Control_Table_Schema_FilterQuery is the name of the column in your external control table that stores the filter query to get the data from each partition in the source database. For example, if you partitioned the data by year, the query that's stored in each row might be similar to ‘select * from datasource where LastModifytime >= ''2015-01-01 00:00:00'' and LastModifytime <= ''2015-12-31 23:59:59.999'''.
Data_Destination_Folder_Path is the path where the data is copied into your destination store (applicable when the destination that you choose is "File System" or "Azure Data Lake Storage Gen1").
Data_Destination_Container is the root folder path where the data is copied to in your destination store.
Data_Destination_Directory is the directory path under the root where the data is copied into your destination store.

The last three parameters, which define the path in your destination store are only visible if the destination that you choose is file-based storage. If you choose "Azure Synapse Analytics" as the destination store, these parameters are not required. But the table names and the schema in Azure Synapse Analytics must be the same as the ones in the source database.

How to use this solution template

Create a control table in SQL Server or Azure SQL Database to store the source database partition list for bulk copy. In the following example, there are five partitions in the source database. Three partitions are for the datasource_table, and two are for the project_table. The column LastModifytime is used to partition the data in table datasource_table from the source database. The query that's used to read the first partition is 'select * from datasource_table where LastModifytime >= ''2015-01-01 00:00:00'' and LastModifytime <= ''2015-12-31 23:59:59.999'''. You can use a similar query to read data from other partitions.

 		Create table ControlTableForTemplate
 		(
 		PartitionID int,
 		SourceTableName  varchar(255),
 		FilterQuery varchar(255)
 		);

 		INSERT INTO ControlTableForTemplate
 		(PartitionID, SourceTableName, FilterQuery)
 		VALUES
 		(1, 'datasource_table','select * from datasource_table where LastModifytime >= ''2015-01-01 00:00:00'' and LastModifytime <= ''2015-12-31 23:59:59.999'''),
 		(2, 'datasource_table','select * from datasource_table where LastModifytime >= ''2016-01-01 00:00:00'' and LastModifytime <= ''2016-12-31 23:59:59.999'''),
 		(3, 'datasource_table','select * from datasource_table where LastModifytime >= ''2017-01-01 00:00:00'' and LastModifytime <= ''2017-12-31 23:59:59.999'''),
 		(4, 'project_table','select * from project_table where ID >= 0 and ID < 1000'),
 		(5, 'project_table','select * from project_table where ID >= 1000 and ID < 2000');

Go to the Bulk Copy from Database template.

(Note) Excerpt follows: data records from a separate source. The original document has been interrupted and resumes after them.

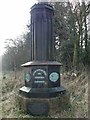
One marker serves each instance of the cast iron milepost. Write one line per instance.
(42, 74)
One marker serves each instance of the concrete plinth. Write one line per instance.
(42, 106)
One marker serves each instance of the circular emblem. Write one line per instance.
(54, 76)
(27, 77)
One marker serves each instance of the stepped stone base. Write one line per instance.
(42, 106)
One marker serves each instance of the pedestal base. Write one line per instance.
(42, 106)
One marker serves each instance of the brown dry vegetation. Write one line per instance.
(76, 85)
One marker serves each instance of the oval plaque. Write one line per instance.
(54, 76)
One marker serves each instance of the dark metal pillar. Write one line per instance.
(42, 32)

Create a New connection to the external control table that you created in step 1.
Create a New connection to the source database that you're copying data from.
Create a New connection to the destination data store that you're copying the data to.
Select Use this template.
You see the pipeline, as shown in the following example:
Select Debug, enter the Parameters, and then select Finish.
You see results that are similar to the following example:
(Optional) If you chose "Azure Synapse Analytics" as the data destination, you must enter a connection to Azure Blob storage for staging, as required by Azure Synapse Analytics Polybase. The template will automatically generate a container path for your Blob storage. Check if the container has been created after the pipeline run.